Sağır eden sessizliği yaklaşan ayak sesleri dağıttı. Aklıma ilk gelen şey gardiyanın yemek getirmesiydi ama ayak sesleri tekil duyulmuyordu. Gardiyan yemeği daha dün getirmişti. Yemek getirme aralıkları üç dört güne birdi. Amacının, sadece hayatta tutmak olduğunu tahmin ediyordum. Gardımı aldım ve köşe bir yere sindim. Sesler daha da yaklaştı ve demir kapı ben buraya geldiğimden beri ilk kez gıcırdayarak açıldı. Ardından hemen kapandı ve tekrar kilitlendi. Keşke daha uyanık olsaydım, belki buradan kaçmam için bir fırsat yakalayabilirdim. Az önceki durumdan farklı olarak belli belirsiz bir soluk sesi duyuyordum. Sanki hücenin içinde benden başka biri daha vardı. Lakin etraf kapkaranlıktı. Gözlerimi kısıp karşıyı görmeye çalışsam da sonuç nafileydi.

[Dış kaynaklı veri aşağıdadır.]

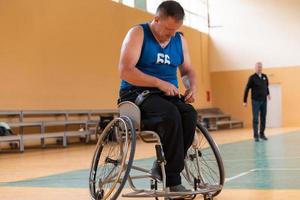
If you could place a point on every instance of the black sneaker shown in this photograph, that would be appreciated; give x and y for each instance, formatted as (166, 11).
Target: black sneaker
(156, 171)
(179, 188)
(263, 137)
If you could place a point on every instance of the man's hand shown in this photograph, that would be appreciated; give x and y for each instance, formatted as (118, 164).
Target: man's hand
(189, 96)
(168, 88)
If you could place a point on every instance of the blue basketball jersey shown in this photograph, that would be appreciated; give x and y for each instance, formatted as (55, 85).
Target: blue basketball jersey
(157, 61)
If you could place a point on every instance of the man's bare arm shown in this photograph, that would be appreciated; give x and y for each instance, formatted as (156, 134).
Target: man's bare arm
(130, 53)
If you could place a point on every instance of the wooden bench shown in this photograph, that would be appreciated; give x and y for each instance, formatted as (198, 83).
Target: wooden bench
(23, 119)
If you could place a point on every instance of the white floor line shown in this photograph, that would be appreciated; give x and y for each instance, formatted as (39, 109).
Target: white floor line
(260, 169)
(239, 175)
(269, 158)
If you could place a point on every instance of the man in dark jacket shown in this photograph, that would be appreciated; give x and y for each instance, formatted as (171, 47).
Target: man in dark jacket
(259, 85)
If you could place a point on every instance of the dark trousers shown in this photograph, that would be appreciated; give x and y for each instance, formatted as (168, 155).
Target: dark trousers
(175, 122)
(259, 109)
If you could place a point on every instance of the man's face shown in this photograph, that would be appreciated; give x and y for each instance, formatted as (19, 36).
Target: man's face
(258, 68)
(167, 27)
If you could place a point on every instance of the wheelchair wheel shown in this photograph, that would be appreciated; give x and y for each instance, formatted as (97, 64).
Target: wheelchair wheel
(203, 163)
(112, 159)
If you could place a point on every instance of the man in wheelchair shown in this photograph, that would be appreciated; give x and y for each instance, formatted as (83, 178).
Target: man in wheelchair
(150, 55)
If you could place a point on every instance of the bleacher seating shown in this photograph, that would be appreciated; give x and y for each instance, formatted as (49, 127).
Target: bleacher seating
(47, 119)
(215, 119)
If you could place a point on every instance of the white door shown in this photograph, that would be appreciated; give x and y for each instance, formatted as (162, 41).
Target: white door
(274, 107)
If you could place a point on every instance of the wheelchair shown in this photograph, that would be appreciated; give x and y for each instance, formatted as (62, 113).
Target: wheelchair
(113, 162)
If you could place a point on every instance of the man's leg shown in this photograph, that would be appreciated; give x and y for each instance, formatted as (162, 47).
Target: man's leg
(263, 113)
(255, 111)
(168, 124)
(189, 121)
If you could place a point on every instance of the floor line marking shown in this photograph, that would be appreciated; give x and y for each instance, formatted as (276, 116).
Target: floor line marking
(260, 169)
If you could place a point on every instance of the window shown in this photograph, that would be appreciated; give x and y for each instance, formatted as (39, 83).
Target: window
(196, 10)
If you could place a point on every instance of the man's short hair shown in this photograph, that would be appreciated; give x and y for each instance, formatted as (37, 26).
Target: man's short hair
(171, 9)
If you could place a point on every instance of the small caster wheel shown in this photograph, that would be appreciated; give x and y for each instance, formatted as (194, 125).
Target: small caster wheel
(99, 195)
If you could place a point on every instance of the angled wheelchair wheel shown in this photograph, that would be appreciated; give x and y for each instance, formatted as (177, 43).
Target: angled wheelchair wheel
(112, 159)
(203, 164)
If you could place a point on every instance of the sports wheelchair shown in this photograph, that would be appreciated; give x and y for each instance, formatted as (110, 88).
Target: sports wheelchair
(113, 161)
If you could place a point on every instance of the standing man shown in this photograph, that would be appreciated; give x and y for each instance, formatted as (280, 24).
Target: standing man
(150, 55)
(259, 85)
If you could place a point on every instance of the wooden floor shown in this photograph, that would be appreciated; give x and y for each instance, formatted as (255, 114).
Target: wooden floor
(37, 162)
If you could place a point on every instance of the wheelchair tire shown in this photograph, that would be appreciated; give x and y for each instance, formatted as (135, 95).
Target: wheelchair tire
(203, 164)
(112, 159)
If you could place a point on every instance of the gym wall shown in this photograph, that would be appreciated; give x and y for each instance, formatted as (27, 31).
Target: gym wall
(244, 32)
(63, 54)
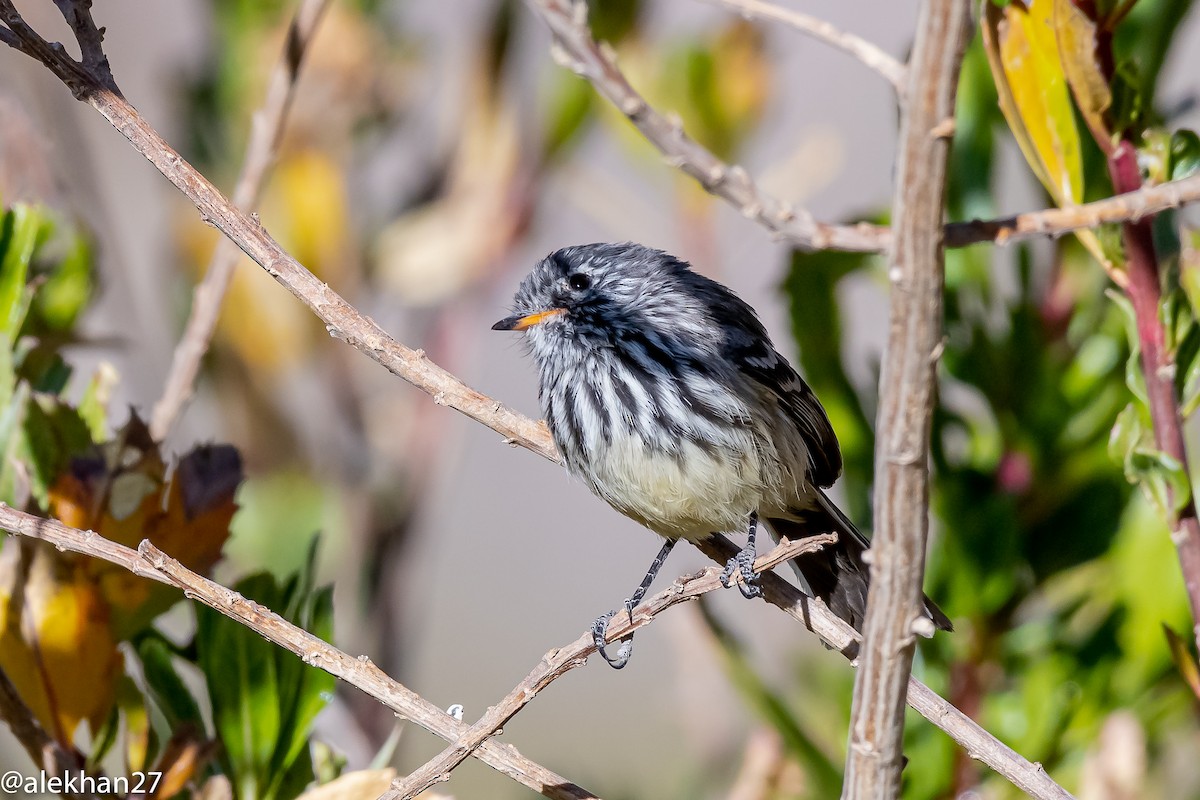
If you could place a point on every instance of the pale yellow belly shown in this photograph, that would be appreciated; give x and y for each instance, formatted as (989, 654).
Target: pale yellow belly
(714, 492)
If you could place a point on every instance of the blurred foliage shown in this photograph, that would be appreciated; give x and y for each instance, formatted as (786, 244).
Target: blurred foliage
(1059, 576)
(65, 617)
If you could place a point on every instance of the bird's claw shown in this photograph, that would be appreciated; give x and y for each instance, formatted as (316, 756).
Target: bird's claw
(599, 631)
(743, 564)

"Kim var orada?" diye sordum karanlığa doğru.
"Ses ver!"
Sonra elimi sırt çantama uzattım ve cep fenerimi bulmak için karıştırdım. Feneri çantadan çıkarıp karşıya tuttum. Gözünü alan ışığı bloke etmek için elini kaldırdı. Karşımdaki Rüzgar'dan başkası değildi.
"S-sen..." diye duraksadım bir an. Kulübeden toplanışımızın ardından onu tekrar görmeyi beklemiyordum.
"Bizi buraya getirdiklerinde orada değildin, öyle değil mi? Ne yapmaya çalışıyordun?" diye sordum şüpheyle.
"Bu neden seni ilgilendirsin ki?" dedi monoton sesiyle, daha çok kendiyle konuşur gibi. Aslına bakarsanız bir yanıt duymayı bile beklemiyordum.
"Aslında, hepimizi ilgilendir, öylece ortadan kaybolup gidersen soru işaretleri yaratırsın. "dedim.
"Ah, ne kadar da dokunaklı."
Ardından koyu tondan ve kısık sesle konuşarak devam etti:
"Yerinde olsam burnumu bilmediğim deliklere sokmazdım, hangi farenin ucunu koparıp; bir köşede kemireceği belli olmaz"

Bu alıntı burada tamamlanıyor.